Crime Chief Seelall Persaud yesterday said local investigators have been in contact with their counterparts in Trinidad and Tobago to apprehend a Guyanese woman who is wanted for carrying out an acid attack on another woman here four years ago.
Persaud said that on October 15, 2009, the police force sent information on Onika Sinclair, who is wanted for burning of Joann Lynch. Sinclair has been charged in absentia with the crime but the case has been stalled.
Persaud did not volunteer what follow up action has been taken or whether the T&T police responded. He explained that the local police made contact with Interpol in Trinidad and informed them that the woman was wanted and that she may be hiding out in Trinidad. Persaud said police in Trinidad responded and requested information, which was subsequently faxed to them.
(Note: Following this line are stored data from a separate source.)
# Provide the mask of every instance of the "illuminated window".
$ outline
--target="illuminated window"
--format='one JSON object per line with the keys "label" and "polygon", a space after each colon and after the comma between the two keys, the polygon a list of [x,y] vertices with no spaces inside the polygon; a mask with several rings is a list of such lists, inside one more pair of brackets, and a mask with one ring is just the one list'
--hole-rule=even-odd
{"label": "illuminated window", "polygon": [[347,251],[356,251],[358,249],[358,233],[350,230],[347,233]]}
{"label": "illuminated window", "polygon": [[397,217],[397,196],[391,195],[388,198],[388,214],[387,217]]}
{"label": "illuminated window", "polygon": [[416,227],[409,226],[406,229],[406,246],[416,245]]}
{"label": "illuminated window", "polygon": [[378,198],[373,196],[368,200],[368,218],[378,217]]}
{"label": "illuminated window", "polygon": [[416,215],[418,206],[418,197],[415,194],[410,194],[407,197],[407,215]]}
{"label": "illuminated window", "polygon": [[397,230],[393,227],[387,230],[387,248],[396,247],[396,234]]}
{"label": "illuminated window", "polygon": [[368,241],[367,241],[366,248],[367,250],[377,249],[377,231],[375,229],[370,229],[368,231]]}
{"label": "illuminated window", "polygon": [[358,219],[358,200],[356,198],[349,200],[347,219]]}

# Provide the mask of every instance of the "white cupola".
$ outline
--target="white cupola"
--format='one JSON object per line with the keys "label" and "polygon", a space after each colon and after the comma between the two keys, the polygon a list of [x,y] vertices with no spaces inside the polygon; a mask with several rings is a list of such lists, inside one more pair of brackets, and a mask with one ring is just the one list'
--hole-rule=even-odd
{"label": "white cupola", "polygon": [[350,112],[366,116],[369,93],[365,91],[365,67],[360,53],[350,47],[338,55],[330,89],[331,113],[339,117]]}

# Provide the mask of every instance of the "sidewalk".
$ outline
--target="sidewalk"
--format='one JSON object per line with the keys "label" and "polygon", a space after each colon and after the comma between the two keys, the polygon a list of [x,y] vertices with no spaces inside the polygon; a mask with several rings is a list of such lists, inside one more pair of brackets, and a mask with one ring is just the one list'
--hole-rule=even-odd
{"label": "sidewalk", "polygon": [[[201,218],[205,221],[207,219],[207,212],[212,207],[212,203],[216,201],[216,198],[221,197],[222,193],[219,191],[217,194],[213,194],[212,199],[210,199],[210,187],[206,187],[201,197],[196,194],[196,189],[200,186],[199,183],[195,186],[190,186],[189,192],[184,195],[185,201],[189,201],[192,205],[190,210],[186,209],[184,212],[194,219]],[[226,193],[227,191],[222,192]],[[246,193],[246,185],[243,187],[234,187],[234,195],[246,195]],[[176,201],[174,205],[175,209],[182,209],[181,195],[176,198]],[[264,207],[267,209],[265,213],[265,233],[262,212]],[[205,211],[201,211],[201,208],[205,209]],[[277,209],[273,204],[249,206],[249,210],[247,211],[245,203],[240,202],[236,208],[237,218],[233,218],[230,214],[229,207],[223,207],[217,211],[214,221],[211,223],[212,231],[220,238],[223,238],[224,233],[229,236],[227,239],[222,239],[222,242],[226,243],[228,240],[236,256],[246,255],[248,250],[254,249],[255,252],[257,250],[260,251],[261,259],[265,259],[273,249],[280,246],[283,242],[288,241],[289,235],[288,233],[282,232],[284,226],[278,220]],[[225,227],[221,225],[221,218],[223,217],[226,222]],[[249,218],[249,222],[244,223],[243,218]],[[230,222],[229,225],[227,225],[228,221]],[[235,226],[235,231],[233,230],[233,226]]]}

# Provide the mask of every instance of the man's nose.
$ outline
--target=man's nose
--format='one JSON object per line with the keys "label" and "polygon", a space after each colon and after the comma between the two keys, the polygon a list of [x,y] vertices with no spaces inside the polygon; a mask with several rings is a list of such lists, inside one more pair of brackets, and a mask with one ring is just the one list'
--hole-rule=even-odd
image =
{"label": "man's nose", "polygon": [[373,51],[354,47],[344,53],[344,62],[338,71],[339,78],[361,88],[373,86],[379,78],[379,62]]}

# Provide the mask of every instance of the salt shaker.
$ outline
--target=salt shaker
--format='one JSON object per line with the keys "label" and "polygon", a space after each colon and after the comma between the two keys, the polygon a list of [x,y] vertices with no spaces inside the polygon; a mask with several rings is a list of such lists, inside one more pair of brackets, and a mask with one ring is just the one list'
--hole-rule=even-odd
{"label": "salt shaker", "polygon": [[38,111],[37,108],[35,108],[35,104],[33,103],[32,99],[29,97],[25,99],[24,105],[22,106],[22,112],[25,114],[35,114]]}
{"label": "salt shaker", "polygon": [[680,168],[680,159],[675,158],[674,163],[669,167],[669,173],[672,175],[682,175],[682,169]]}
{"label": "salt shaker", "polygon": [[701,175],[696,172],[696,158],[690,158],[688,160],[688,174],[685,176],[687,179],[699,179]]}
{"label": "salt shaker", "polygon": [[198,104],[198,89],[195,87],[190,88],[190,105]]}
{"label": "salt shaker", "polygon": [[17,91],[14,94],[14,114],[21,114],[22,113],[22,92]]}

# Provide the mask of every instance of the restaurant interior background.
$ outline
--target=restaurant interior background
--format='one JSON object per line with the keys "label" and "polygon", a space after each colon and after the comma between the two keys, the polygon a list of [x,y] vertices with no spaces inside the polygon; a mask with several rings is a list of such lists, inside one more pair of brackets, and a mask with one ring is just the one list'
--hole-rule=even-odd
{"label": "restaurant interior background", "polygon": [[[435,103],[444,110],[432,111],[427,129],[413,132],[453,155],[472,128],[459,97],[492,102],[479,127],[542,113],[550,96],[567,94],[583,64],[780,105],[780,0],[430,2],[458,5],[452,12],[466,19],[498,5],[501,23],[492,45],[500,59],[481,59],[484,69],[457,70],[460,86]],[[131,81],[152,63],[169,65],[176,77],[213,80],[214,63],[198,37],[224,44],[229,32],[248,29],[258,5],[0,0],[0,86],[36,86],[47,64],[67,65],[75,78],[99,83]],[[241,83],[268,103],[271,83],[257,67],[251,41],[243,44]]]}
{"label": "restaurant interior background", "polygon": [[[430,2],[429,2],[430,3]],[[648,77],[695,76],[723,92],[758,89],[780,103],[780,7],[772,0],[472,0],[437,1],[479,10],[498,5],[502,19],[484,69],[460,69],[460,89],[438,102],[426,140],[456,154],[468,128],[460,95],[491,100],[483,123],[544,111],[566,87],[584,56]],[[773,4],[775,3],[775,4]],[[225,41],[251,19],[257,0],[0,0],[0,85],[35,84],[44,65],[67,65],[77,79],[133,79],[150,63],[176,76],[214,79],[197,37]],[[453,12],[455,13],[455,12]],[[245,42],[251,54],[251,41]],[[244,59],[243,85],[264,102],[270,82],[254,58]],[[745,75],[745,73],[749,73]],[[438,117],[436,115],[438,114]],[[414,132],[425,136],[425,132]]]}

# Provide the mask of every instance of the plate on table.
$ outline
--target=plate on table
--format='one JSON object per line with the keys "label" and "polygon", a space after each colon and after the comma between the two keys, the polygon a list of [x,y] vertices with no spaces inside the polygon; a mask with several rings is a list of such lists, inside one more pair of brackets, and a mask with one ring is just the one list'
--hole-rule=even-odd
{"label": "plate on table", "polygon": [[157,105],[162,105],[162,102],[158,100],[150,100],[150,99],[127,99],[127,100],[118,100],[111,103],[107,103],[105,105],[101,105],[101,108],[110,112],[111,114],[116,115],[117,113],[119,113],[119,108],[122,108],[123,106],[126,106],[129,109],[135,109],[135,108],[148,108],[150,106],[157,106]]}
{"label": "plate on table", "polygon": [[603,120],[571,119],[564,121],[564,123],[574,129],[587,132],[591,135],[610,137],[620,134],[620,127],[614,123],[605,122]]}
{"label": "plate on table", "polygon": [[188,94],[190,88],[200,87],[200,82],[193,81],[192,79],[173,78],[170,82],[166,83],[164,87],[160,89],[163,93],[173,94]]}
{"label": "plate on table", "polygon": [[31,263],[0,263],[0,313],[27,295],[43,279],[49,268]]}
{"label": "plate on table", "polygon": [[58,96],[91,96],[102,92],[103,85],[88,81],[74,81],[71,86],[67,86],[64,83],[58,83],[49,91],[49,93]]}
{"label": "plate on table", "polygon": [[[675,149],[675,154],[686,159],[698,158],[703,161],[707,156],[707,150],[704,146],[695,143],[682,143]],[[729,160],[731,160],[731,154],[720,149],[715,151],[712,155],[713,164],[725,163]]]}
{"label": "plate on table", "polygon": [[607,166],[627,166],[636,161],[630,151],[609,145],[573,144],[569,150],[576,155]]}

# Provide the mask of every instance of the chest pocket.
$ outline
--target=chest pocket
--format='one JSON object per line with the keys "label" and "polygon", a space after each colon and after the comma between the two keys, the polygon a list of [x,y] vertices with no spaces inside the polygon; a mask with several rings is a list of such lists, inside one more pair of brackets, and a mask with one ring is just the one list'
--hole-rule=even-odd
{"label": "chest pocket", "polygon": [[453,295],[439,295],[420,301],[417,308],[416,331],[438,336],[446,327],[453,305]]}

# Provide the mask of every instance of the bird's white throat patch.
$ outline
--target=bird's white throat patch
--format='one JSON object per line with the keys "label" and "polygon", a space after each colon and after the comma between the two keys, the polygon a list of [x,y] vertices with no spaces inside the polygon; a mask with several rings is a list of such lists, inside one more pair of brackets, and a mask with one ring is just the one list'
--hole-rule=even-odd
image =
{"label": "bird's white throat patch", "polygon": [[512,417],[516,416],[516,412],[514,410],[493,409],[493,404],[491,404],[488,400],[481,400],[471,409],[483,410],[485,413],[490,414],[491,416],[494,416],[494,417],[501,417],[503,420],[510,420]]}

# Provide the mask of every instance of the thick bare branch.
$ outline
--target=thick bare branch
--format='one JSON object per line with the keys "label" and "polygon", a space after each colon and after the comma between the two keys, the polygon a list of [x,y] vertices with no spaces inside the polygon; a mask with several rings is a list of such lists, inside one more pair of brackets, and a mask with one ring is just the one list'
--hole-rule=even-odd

On Monday, Lynch told Stabroek News that she found Sinclair on the social network site Facebook and realized that the woman was in Trinidad. With the assistance of friends, she contacted the police in Trinidad but was told that a formal request had to be made by local authorities. Lynch said while some information was received by authorities here, Trinidadian authorities said they needed a formal letter from Guyana requesting the arrest and this has not been done. The frustrated Lynch said she had been sent in circles by local police, with no one giving her any real information.
It is unclear if Sinclair, who shut down her profile on Facebook after Lynch sent her a message, is still in Trinidad. There are new reports that the woman was in Suriname recently. Sinclair was charged in her absence months after the attack and after the matter was called once the prosecutor asked that the case be put down indefinitely. Monday Lynch questioned why an arrest warrant was not issued for Sinclair.
Lynch’s frustration was further compounded after she was recently told by ranks at the Bartica Police Station that the file cannot be found. Lynch was subsequently forced to give two statements to the police in Bartica. Persaud, when asked about the report of the missing file yesterday, said: “I am not aware that the file is missing.” Asked why Sinclair could not have been tried in her absence, Persaud said once a person has not pleaded to a charge the matter cannot be tried in their absence.
Yesterday, Lynch was upbeat. Since the story appeared in yesterday’s edition of this newspaper the outpouring of support she received from persons locally and overseas has been heartening.
She said she hoped that she will soon get justice and finally be able to move on with her life.
Lynch was burnt in June 2006 by Sinclair, who was once the common-law partner of her then boyfriend. Lynch was in the apartment of the man, Mark Moore, when Sinclair entered using a spare key and threw a coffee bottle filled with acid in her face.